Reduce log storage by over 70%? It’s possible.
One approach to logging is to keep everything in a searchable log management system. However, with the volume of logs produced by modern microservices, this approach can quickly become prohibitively expensive. Some organizations attempt to reduce costs by purging old logs on a set schedule, but this results in historical gaps.
Another approach is to keep only what is necessary or potentially useful and discard the rest. The first challenge there, though, is knowing what’s useful and what’s not. The second challenge is doing so before the logs are delivered to your storage and analysis endpoint, by which time you’ve already incurred the cost of ingesting them.

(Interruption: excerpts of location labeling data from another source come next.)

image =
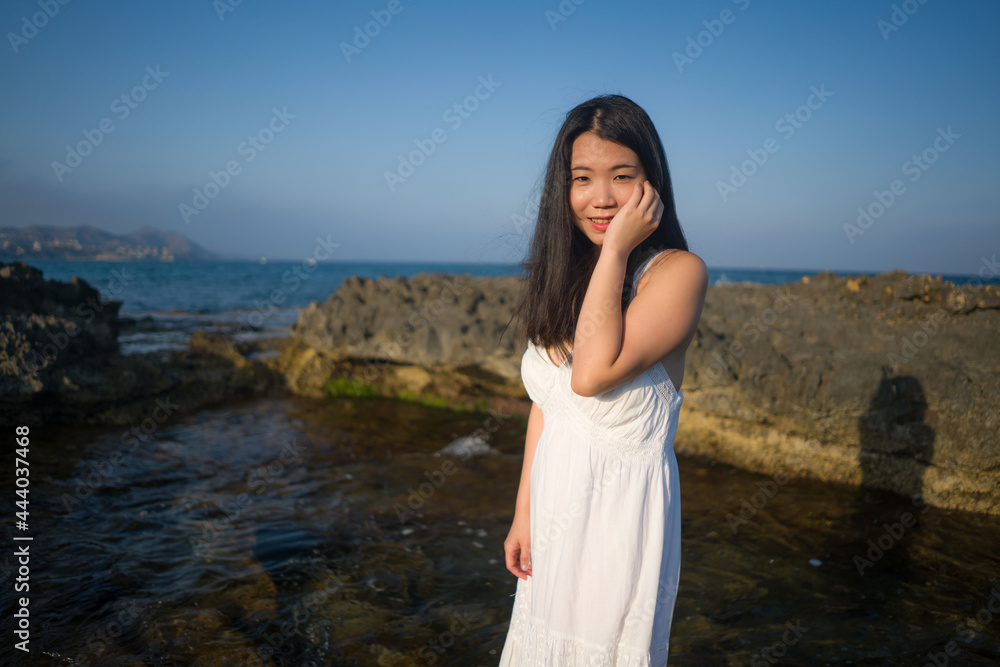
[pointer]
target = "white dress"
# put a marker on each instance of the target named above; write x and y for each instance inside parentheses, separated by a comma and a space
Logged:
(605, 523)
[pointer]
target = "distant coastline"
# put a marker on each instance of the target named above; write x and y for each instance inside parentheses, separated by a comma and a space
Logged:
(86, 243)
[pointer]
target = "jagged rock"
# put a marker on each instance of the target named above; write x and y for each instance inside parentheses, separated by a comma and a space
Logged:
(889, 381)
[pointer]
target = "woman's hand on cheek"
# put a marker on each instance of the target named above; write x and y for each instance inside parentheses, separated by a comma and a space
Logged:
(635, 221)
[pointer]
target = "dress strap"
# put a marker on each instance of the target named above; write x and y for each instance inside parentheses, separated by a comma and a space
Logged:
(642, 269)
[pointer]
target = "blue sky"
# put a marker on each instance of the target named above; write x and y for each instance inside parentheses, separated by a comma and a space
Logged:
(329, 126)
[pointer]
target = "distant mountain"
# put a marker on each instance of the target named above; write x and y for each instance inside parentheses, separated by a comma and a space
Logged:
(89, 243)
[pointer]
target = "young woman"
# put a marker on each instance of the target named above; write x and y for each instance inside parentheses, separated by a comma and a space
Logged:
(611, 303)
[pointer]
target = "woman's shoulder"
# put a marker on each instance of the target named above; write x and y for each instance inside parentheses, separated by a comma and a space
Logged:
(678, 266)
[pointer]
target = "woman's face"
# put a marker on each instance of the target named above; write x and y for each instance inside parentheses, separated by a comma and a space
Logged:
(603, 175)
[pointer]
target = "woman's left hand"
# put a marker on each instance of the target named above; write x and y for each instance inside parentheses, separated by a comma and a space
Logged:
(636, 220)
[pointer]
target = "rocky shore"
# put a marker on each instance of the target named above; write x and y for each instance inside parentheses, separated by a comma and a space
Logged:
(888, 382)
(60, 361)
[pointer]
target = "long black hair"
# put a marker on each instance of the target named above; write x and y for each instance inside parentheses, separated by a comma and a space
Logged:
(561, 259)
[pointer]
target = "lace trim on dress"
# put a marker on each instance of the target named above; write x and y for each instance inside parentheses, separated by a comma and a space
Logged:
(534, 645)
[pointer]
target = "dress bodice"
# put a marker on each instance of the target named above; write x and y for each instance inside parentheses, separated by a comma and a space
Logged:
(637, 416)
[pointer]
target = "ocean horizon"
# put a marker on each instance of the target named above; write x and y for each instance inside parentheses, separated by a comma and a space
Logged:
(172, 300)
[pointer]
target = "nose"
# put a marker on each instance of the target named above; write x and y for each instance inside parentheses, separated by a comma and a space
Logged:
(603, 195)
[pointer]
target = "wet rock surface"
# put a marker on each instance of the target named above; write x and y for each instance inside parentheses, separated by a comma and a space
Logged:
(888, 381)
(60, 360)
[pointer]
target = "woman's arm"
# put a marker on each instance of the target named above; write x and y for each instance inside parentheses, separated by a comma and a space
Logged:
(610, 349)
(517, 546)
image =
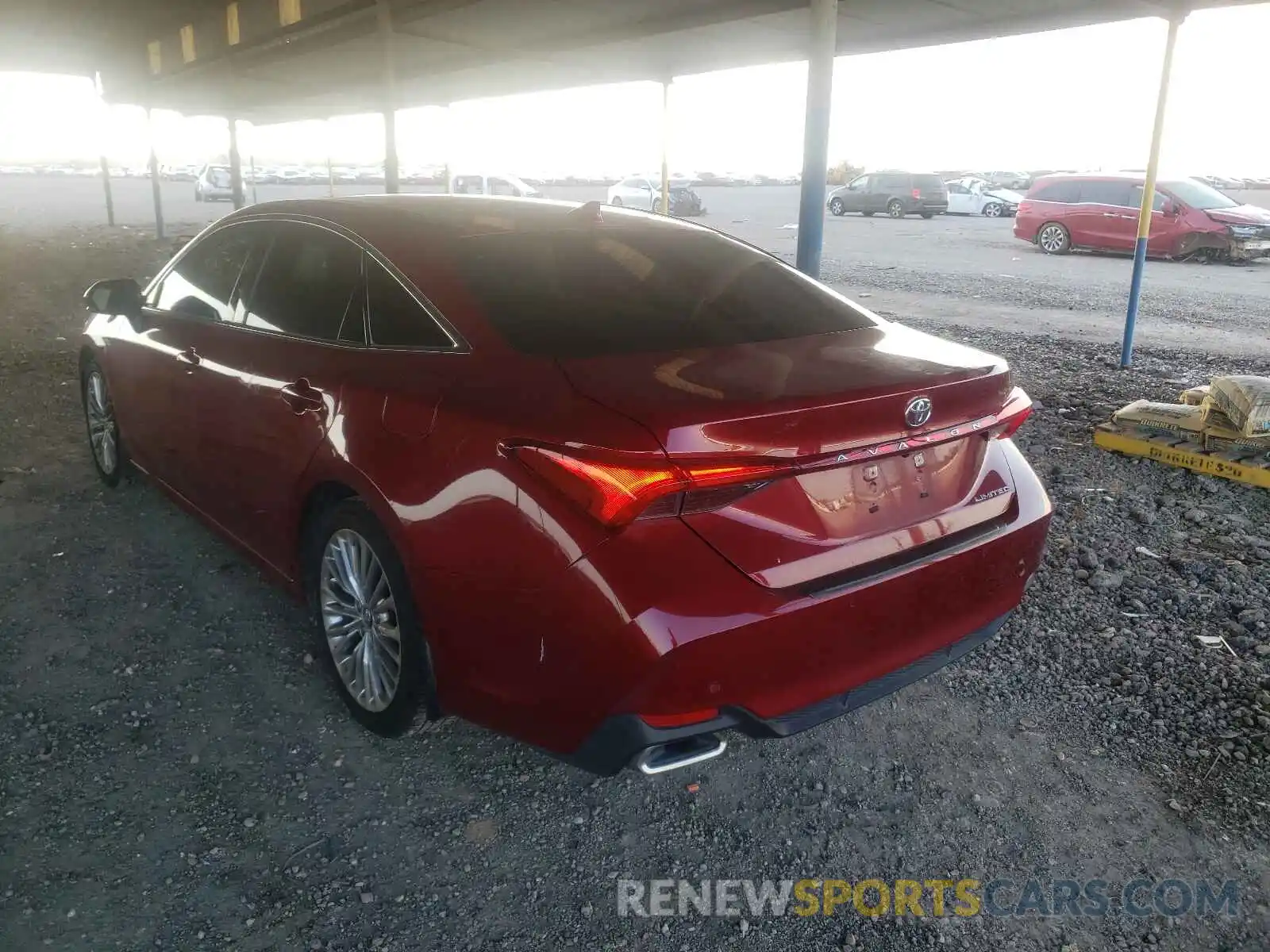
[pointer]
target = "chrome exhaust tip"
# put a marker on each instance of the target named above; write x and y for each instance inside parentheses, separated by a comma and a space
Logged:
(679, 753)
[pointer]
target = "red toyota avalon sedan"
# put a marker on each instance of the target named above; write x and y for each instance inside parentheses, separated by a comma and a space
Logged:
(606, 482)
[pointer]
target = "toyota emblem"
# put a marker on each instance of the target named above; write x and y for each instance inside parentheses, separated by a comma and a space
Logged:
(918, 412)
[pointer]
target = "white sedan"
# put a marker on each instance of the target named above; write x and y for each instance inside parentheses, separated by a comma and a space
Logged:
(979, 197)
(645, 192)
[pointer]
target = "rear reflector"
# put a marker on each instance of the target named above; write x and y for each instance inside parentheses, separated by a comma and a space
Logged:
(679, 720)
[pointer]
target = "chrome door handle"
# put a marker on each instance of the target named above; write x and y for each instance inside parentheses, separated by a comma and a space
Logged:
(302, 397)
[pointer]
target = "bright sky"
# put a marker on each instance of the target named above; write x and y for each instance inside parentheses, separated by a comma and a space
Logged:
(1081, 98)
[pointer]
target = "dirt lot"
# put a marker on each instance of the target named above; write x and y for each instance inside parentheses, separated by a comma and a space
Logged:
(175, 774)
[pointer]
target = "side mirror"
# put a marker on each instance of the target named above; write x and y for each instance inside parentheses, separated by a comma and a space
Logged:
(114, 296)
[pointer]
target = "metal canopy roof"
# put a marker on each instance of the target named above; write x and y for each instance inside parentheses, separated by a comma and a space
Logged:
(283, 60)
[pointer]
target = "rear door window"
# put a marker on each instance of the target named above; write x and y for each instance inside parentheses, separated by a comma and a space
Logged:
(397, 319)
(1066, 192)
(598, 291)
(1106, 192)
(201, 285)
(309, 286)
(1157, 203)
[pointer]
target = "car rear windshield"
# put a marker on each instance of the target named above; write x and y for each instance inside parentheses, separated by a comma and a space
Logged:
(601, 291)
(1197, 194)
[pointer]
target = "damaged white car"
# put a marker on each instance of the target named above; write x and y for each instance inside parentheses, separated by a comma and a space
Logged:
(979, 197)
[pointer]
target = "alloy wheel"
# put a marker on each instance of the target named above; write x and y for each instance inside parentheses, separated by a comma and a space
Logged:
(360, 617)
(102, 431)
(1053, 239)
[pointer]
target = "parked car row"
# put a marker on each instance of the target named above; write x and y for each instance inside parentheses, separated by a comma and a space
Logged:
(1191, 219)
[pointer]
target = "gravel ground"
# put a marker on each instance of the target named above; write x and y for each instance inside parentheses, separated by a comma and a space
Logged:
(175, 774)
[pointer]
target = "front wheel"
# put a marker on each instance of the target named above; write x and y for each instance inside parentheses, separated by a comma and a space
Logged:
(1053, 239)
(103, 431)
(366, 621)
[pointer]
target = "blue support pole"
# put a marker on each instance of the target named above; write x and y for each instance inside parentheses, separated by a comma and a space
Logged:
(823, 44)
(1149, 198)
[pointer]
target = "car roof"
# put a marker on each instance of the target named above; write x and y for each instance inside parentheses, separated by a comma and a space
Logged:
(385, 216)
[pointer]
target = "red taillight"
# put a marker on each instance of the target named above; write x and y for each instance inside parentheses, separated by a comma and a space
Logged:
(618, 492)
(1013, 416)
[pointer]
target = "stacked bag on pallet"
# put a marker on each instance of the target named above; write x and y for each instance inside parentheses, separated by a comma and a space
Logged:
(1230, 416)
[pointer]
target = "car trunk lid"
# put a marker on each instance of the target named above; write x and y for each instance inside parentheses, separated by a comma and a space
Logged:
(859, 482)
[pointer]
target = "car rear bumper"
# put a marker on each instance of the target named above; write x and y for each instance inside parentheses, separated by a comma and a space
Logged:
(622, 738)
(772, 663)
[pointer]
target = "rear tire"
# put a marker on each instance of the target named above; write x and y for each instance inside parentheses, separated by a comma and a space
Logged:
(337, 606)
(1053, 239)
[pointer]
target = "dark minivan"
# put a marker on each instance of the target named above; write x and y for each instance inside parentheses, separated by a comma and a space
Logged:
(897, 194)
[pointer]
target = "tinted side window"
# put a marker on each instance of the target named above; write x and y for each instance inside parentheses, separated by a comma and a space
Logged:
(1119, 194)
(309, 286)
(635, 290)
(1157, 205)
(397, 319)
(202, 282)
(1058, 192)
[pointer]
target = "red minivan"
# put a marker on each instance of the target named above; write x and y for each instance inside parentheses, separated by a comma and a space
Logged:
(1100, 213)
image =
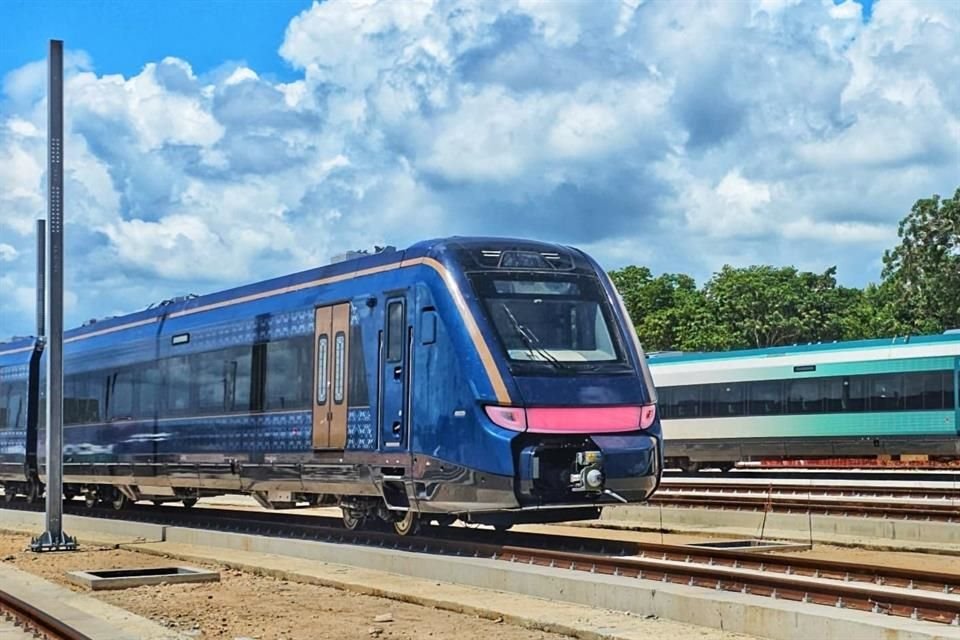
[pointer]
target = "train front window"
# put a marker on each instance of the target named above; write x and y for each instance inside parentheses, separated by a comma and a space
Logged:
(560, 321)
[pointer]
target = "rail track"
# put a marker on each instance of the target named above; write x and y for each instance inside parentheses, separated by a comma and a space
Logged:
(928, 596)
(34, 622)
(919, 501)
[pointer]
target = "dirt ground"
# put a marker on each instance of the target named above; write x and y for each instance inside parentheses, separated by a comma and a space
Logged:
(918, 561)
(246, 606)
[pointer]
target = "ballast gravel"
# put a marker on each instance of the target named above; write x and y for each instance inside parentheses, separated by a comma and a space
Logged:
(244, 606)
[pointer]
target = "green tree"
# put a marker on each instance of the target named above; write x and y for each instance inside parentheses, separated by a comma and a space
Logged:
(667, 310)
(763, 306)
(923, 272)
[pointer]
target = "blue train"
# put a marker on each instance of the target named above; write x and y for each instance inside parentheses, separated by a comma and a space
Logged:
(496, 381)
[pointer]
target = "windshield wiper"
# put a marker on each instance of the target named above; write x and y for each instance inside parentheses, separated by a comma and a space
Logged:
(532, 343)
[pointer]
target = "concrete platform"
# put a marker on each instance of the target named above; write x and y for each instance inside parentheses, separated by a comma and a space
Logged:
(753, 615)
(868, 533)
(88, 615)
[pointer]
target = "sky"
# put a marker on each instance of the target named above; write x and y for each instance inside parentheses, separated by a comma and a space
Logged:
(210, 144)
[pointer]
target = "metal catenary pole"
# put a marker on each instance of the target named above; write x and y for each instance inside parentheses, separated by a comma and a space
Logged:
(53, 538)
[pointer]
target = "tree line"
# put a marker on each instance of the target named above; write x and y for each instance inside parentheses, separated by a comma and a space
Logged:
(767, 306)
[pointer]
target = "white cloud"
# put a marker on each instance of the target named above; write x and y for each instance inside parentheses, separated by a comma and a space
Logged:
(7, 253)
(774, 131)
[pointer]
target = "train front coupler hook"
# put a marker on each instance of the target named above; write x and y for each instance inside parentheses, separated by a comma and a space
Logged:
(588, 475)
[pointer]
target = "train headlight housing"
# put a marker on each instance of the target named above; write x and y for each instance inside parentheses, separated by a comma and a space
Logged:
(648, 414)
(514, 418)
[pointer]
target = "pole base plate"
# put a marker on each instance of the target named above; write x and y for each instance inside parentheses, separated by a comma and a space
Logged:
(48, 541)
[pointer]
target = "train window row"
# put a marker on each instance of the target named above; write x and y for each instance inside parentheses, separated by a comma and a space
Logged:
(914, 391)
(263, 377)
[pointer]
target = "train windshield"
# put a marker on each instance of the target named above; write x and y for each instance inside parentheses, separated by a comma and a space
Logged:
(562, 322)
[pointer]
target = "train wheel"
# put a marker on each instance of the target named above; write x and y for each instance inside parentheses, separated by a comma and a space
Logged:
(408, 525)
(351, 521)
(119, 501)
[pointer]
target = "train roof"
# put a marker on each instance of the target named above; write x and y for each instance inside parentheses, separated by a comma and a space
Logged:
(357, 262)
(949, 337)
(17, 344)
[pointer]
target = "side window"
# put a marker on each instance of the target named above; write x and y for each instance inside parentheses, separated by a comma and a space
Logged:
(178, 385)
(766, 398)
(339, 366)
(395, 331)
(728, 399)
(208, 377)
(238, 363)
(855, 393)
(832, 392)
(687, 401)
(358, 394)
(149, 388)
(886, 392)
(428, 326)
(949, 401)
(803, 396)
(71, 400)
(121, 398)
(289, 373)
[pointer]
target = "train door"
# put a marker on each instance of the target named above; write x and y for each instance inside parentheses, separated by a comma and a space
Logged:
(394, 375)
(331, 351)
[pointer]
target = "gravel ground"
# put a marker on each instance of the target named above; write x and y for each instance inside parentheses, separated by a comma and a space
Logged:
(246, 606)
(918, 561)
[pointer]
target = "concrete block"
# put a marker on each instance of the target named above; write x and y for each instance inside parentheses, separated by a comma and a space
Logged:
(128, 578)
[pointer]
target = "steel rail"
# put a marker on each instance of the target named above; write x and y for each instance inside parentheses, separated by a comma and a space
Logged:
(817, 491)
(34, 620)
(792, 504)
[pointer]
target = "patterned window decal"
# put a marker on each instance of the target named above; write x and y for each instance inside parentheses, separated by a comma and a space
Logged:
(322, 359)
(340, 344)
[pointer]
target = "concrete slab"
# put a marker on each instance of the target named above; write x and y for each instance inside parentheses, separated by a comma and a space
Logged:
(128, 578)
(578, 621)
(870, 533)
(88, 615)
(765, 617)
(87, 530)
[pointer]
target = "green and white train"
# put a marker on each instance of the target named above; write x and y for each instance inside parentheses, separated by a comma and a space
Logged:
(883, 401)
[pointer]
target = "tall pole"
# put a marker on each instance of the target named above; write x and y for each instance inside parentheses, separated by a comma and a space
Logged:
(41, 278)
(53, 539)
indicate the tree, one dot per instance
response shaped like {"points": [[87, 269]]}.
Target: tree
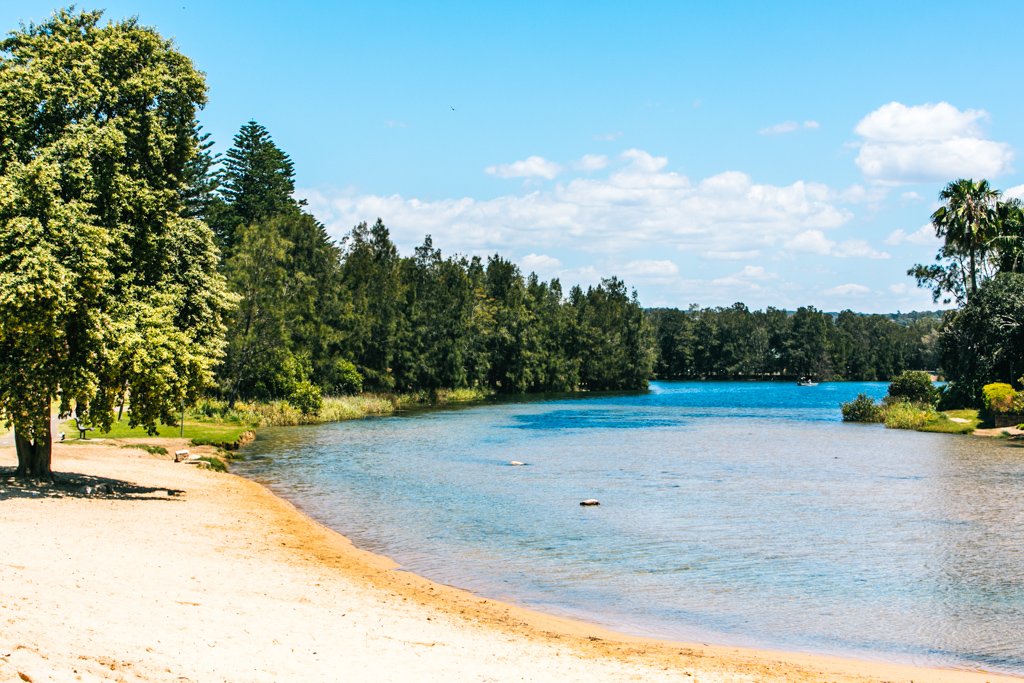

In this post, we’ll demonstrate how to use Chronosphere Telemetry Pipeline from the creators of Fluent Bit and Calyptia to process logs in-flight before they are routed and delivered to their destination.
We will first transform the logs from unstructured data into structured JSON to enable structured logging, which makes querying and analyzing the data easier once it is stored. Then while the data is still in-flight, we will identify which logs we want to keep and which we can safely drop, resulting in over 70% reduction in storage.
Getting started
If you are unfamiliar with the concept of telemetry pipelines you may want to start with this overview.
For the purpose of this blog, we’ll be utilizing the Processing Rules Playground feature within Telemetry Pipeline. The playground provides an environment to experiment with processing rule modifications non-destructively. You can import samples of your actual logs, allowing you to precisely gauge the impact of any modifications before implementing them in your live pipeline. Once you are satisfied with your processing rules in the playground, you can export them and apply them to your live pipeline.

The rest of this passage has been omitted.